Gen Z and Millennials don't rely on traditional glossy publications to guide their purchases. They don't rely on socially constructed stereotypes either. They rely on Social Media.
"Indeed, many millennials view the traditional luxury brand playbook — with its glossy advertising, glitzy flagships and seasonal runway shows — as a tired and inauthentic marketing formula, tied to old-fashioned ideas of social hierarchy and extravagance. Instead, it’s edgier streetwear brands like Supreme and Gosha Rubchinskiy with their carefully cultivated ‘cred’ and innovative business models, rooted in cool but accessibly priced product and tightly controlled releases, that have captured their attention."
This new attitude represents a generational shift in spending that will self sustain for decades. For the new money that's driving growth in the economy of luxury fashion is anti-Old School, anti Print Publication, anti socially constructed stereotype.

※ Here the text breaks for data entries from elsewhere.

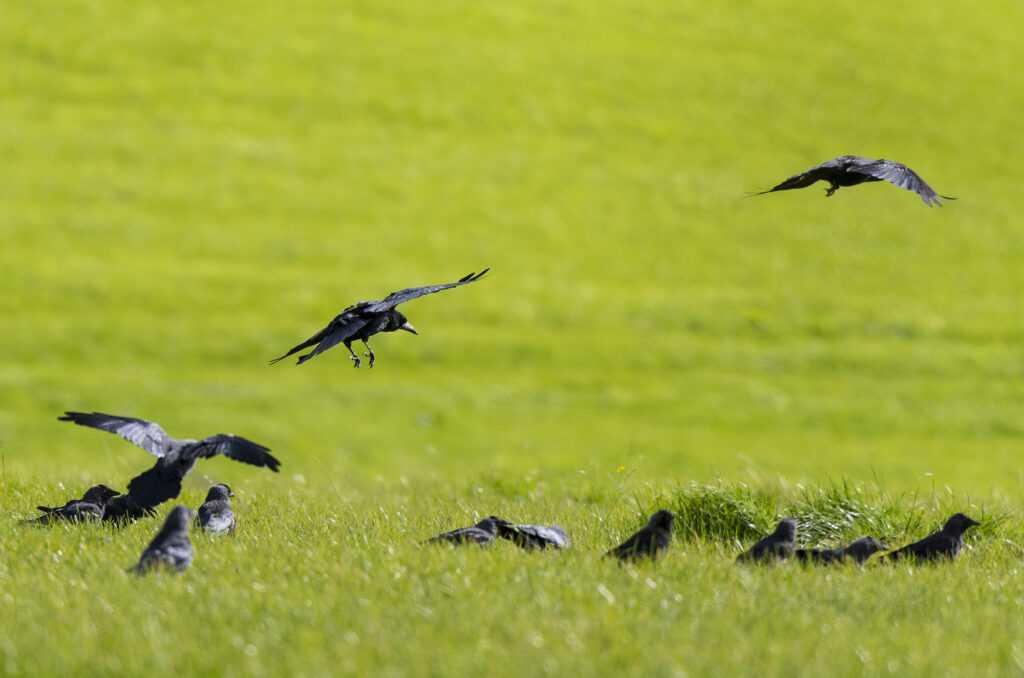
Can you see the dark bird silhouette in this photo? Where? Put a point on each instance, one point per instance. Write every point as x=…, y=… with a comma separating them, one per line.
x=482, y=533
x=171, y=548
x=858, y=551
x=650, y=542
x=776, y=546
x=851, y=170
x=91, y=507
x=215, y=515
x=534, y=537
x=940, y=545
x=367, y=319
x=176, y=458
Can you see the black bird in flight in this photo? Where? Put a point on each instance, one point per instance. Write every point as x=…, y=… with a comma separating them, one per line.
x=176, y=458
x=858, y=551
x=776, y=546
x=534, y=537
x=851, y=170
x=91, y=507
x=215, y=515
x=940, y=545
x=650, y=542
x=481, y=534
x=171, y=548
x=367, y=319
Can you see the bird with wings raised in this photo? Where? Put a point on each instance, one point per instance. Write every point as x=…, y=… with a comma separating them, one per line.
x=175, y=458
x=851, y=170
x=366, y=319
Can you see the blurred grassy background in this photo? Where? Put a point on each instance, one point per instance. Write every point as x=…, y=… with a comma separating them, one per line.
x=188, y=189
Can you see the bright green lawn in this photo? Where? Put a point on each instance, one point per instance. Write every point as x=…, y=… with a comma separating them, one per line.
x=189, y=188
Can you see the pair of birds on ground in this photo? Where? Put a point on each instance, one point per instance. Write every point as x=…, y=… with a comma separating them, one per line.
x=652, y=540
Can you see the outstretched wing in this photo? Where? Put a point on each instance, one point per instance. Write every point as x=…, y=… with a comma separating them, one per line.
x=409, y=294
x=902, y=176
x=343, y=327
x=145, y=434
x=237, y=448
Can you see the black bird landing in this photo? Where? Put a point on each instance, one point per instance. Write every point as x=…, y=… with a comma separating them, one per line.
x=944, y=544
x=91, y=507
x=171, y=548
x=176, y=458
x=858, y=551
x=215, y=515
x=482, y=533
x=534, y=537
x=367, y=319
x=776, y=546
x=651, y=541
x=851, y=170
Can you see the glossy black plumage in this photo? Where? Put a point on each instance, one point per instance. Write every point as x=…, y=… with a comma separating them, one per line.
x=366, y=319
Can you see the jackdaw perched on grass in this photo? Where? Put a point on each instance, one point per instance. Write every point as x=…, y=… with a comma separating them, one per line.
x=367, y=319
x=851, y=170
x=176, y=458
x=91, y=507
x=534, y=537
x=941, y=545
x=171, y=547
x=215, y=515
x=482, y=533
x=776, y=546
x=650, y=542
x=858, y=551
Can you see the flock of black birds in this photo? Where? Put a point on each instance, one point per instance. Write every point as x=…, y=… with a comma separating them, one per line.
x=171, y=548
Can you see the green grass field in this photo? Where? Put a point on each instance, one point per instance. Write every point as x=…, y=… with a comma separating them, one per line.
x=189, y=188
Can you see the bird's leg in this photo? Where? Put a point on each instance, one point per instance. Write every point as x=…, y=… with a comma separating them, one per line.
x=353, y=356
x=371, y=353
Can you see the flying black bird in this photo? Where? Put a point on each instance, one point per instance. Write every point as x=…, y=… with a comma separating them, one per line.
x=851, y=170
x=171, y=547
x=776, y=546
x=534, y=537
x=176, y=458
x=215, y=515
x=859, y=551
x=651, y=541
x=482, y=533
x=92, y=506
x=367, y=319
x=943, y=544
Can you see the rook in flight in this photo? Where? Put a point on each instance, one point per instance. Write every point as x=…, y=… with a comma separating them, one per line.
x=367, y=319
x=851, y=170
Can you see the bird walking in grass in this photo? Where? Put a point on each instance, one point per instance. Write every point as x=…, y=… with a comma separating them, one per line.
x=171, y=548
x=215, y=515
x=481, y=534
x=851, y=170
x=366, y=319
x=650, y=542
x=942, y=545
x=858, y=551
x=91, y=507
x=776, y=546
x=175, y=459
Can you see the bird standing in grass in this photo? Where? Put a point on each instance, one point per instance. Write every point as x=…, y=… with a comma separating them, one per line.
x=858, y=551
x=481, y=534
x=215, y=515
x=945, y=544
x=171, y=548
x=650, y=542
x=91, y=507
x=776, y=546
x=851, y=170
x=367, y=319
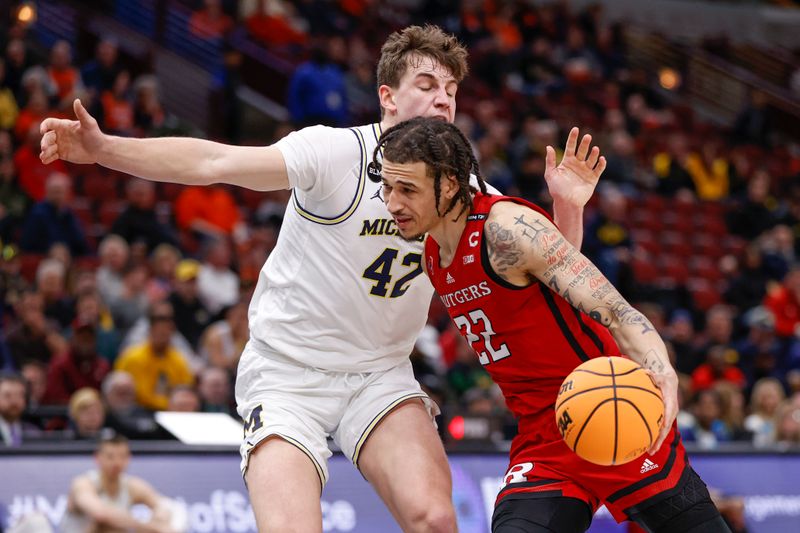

A quote from The Business of Fashion:
"high-end streetwear helped boost global sales of luxury personal goods by 5 percent in 2017 to an estimated €263 billion ($309 billion), according to a study released by consultancy Bain & Company. What's more, Generations Y and Z are already the main growth engine of the luxury goods market, driving 85 percent of luxury expansion last year. By 2025, they are expected to account for 45 percent of total luxury goods spending — but even this underestimates their influence."
While Gen X, Baby Boomers and Silent Generation members here may not appreciate the change since it doesn't manifest as style they approve of, my argument is that men in heels is no big deal for Gen Z and Millennials. (been saying this for years)
Nailed this macro pattern too. Social Media isn't all fake.
"Well I didn't see guys in heels on my numerous travels, so it's not true". 🙄
"Well social media is all posing, so it's fake". 🙄
I suggest these people get out of their own head -- even 5 years later -- and see the truth for what it is.
Social media drives the economy and makes cultural change even faster now than change took just 10 years ago.
But these types of people are generally stuck in linear thinking. Let them lose opportunities and be left behind in an exponential age.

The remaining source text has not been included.